Turbot Poached turbot with mustard butter and new potatoe

Serves Two


  • 400gms skinless turbot fillet per person 
  • 1 carrot sliced
  • 1/2 onion sliced
  • 1 stick of celery sliced 
  • 1 star anise
  • 5 pepper corns 
  • 1 sprig of thyme 
  • 1 bay leaf
  • 5 lemon slices
  • 1 level tablespoon of sea salt 
  • 1 ltr water

For the seed mustard butter:

  • 50mls dry white wine 
  • 3 tablespoons cream
  • 200gms cold diced butter
  • 1 level tablespoon seed mustard

Chefs tip:

To achieve a smooth sauce it is important to keep on whisking whilst adding the cream, butter and mustard


Pour the water into a saucepan and add the carrot, onion, celery, lemon, star anise, peppercorns, thyme, bay leaf and salt. Bring the seasoned water to a boil and drop in the turbot fillets, turn off the heat immediately and cover with a lid, leave standing  for 10 minutes.

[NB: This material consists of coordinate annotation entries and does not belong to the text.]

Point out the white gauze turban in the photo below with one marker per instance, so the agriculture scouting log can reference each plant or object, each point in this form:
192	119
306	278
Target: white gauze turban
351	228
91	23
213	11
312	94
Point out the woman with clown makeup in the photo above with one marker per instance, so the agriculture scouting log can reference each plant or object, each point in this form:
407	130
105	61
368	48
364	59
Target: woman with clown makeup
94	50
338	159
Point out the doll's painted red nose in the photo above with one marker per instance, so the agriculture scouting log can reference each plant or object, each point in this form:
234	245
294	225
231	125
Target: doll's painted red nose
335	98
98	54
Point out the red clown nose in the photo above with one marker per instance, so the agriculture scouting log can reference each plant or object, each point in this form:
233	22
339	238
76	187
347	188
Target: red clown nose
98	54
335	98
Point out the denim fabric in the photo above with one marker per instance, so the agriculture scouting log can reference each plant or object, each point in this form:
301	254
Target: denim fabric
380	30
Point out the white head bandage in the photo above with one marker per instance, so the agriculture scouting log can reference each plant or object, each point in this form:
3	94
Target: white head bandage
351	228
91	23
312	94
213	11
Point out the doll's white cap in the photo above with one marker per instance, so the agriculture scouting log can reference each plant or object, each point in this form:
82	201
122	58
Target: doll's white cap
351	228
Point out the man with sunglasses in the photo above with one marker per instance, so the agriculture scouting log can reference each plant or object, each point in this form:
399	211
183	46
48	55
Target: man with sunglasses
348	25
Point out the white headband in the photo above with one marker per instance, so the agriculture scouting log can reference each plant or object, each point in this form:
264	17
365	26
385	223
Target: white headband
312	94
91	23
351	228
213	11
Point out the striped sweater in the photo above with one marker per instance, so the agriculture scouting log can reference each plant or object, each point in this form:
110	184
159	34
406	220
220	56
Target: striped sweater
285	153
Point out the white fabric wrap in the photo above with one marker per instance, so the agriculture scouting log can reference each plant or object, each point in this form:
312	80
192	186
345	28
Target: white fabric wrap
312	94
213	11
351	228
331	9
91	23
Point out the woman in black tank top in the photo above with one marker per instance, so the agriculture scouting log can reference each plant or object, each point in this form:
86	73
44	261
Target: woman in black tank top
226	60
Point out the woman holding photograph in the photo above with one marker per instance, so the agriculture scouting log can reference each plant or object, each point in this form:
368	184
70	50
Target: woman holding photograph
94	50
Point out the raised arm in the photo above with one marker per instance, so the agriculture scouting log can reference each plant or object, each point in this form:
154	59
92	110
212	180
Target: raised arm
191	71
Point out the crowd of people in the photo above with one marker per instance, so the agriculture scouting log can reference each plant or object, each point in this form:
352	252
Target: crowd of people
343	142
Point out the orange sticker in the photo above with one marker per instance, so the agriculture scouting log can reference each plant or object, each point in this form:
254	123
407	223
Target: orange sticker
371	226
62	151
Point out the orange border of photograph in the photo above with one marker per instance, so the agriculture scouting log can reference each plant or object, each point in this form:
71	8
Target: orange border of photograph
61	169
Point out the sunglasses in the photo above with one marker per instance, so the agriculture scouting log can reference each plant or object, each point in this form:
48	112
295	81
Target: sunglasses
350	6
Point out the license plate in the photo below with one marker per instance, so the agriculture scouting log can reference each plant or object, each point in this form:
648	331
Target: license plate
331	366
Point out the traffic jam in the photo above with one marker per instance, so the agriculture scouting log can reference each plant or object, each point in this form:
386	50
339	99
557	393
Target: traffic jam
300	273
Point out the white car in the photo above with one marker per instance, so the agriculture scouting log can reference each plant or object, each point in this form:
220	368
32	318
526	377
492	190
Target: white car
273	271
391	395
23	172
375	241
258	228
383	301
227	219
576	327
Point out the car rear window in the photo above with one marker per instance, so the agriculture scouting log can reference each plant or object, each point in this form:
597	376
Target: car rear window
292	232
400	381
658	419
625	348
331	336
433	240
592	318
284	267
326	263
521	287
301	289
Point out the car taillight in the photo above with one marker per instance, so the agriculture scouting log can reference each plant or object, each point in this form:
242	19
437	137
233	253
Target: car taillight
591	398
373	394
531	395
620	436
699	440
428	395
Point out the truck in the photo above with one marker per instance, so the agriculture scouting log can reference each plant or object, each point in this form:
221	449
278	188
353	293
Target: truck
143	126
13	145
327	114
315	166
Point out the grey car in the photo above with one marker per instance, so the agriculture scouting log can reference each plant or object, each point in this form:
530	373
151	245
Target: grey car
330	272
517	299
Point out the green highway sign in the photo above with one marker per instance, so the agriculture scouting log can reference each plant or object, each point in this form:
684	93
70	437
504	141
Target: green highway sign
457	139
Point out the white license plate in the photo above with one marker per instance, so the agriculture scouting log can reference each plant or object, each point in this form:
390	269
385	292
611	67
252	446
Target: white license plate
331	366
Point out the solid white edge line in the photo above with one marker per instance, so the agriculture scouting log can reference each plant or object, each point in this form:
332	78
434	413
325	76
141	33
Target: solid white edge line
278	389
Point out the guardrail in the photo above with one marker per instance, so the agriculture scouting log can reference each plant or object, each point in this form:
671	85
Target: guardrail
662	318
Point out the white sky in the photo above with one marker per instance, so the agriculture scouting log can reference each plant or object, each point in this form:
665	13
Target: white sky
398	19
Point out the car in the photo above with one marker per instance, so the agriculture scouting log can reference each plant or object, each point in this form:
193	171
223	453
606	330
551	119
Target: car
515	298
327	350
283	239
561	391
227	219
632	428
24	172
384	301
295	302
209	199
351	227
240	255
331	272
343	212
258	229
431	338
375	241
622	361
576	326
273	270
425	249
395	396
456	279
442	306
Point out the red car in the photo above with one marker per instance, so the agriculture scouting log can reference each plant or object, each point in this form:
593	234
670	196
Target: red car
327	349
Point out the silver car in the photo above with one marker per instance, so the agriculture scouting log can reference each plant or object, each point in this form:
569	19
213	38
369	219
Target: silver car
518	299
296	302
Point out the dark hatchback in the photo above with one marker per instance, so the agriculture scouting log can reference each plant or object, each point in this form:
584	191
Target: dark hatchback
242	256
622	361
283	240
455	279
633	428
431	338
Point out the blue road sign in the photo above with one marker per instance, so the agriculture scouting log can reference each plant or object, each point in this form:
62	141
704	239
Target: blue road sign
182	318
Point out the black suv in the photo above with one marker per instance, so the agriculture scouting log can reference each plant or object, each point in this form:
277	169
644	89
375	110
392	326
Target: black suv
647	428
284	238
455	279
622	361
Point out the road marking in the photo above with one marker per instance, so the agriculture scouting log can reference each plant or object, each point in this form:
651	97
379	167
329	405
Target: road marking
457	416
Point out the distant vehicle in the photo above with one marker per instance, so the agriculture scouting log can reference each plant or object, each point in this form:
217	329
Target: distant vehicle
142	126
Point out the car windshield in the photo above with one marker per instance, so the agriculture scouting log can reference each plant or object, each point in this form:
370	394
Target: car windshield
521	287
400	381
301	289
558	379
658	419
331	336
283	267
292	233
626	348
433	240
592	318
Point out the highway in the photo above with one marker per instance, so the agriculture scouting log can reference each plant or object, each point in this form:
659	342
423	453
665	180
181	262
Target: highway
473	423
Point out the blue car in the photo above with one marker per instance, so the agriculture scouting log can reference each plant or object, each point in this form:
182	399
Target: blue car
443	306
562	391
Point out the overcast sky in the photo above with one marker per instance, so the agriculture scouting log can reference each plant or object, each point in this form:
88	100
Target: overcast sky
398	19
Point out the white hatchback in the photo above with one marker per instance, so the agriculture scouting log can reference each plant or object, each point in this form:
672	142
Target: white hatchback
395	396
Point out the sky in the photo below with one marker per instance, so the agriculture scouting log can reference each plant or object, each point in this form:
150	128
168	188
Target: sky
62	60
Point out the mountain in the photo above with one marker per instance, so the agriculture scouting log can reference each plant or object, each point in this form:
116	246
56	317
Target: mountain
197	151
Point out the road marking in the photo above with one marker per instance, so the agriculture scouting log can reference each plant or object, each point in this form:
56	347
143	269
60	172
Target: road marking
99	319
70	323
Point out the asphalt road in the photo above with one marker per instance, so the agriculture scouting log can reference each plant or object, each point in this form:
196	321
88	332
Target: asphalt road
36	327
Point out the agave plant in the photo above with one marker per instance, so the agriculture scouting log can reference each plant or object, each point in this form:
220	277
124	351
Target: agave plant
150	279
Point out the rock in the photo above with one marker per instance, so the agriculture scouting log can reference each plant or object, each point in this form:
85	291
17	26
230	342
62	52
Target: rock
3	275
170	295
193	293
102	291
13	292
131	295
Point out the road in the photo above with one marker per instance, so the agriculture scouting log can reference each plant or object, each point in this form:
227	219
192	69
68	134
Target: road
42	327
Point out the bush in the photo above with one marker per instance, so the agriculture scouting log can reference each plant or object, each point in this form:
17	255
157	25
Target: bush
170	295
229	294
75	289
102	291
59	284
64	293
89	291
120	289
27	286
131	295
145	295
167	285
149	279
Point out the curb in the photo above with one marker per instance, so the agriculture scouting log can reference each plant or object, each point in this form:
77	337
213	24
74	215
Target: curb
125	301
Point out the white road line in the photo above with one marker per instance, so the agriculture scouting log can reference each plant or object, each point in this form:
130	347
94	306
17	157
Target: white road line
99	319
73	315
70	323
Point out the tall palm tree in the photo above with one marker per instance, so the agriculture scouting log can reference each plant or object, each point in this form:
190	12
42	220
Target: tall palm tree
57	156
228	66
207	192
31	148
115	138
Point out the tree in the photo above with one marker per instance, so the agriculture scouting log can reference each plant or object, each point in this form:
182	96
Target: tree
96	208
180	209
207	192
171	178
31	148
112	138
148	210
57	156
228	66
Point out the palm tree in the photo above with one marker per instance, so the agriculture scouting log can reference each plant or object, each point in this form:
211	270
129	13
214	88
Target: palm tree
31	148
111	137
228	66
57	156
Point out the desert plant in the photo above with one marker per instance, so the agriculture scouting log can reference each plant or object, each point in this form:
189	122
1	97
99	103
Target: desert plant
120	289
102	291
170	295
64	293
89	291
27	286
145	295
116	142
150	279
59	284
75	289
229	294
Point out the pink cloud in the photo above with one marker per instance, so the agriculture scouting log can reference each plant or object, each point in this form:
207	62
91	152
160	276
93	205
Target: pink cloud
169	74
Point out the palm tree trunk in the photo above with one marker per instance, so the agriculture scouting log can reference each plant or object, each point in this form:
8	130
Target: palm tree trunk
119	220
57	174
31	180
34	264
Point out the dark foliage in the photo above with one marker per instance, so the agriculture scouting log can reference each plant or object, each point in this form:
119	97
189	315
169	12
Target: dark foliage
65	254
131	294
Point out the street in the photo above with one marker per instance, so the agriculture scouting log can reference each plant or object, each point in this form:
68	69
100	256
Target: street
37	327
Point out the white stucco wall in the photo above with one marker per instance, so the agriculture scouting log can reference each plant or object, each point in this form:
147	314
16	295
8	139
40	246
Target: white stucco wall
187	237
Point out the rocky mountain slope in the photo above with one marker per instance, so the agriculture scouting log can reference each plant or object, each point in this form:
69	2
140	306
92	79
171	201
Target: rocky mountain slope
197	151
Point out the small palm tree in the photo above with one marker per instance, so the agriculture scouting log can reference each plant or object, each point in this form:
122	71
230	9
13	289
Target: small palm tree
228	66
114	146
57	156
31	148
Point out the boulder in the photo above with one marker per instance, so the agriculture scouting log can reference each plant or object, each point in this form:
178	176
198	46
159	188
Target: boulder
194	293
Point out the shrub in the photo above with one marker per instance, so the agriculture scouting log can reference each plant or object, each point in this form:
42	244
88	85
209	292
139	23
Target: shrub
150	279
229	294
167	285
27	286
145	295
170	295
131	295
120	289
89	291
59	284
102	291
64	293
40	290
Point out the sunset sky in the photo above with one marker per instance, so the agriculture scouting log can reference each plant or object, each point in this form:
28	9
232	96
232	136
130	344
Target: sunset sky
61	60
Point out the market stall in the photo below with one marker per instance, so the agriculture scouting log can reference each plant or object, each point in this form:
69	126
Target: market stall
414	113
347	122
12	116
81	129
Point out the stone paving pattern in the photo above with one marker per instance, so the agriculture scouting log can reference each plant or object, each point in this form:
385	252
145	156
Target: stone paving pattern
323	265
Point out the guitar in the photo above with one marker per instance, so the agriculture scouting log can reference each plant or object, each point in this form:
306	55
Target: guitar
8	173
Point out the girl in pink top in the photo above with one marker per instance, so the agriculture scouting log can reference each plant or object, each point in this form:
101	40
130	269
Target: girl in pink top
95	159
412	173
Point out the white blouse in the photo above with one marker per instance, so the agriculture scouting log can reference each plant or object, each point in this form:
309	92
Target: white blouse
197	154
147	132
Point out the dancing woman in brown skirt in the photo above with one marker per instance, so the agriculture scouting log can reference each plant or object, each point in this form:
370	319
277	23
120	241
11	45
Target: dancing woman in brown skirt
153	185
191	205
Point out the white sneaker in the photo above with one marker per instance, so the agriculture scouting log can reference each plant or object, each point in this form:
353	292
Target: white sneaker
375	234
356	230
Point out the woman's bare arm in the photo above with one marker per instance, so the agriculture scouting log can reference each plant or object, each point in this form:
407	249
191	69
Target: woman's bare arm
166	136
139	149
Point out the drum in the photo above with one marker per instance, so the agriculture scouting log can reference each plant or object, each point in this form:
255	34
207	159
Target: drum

To make the seed mustard butter take 50mls of the poaching liquor in a small pan, add the white wine and reduce the volume by two thirds. Lower the heat and add the cream then whisk in the butter until melted, finally adding the grain mustard. Remove from the heat.

To serve carefully lift the fillets from the poaching liquor with a slotted spoon and place on a warm plate, drizzle with a small amount of the grain mustard butter. This dish is great with boiled new potatoes and a glass of chilled Riesling.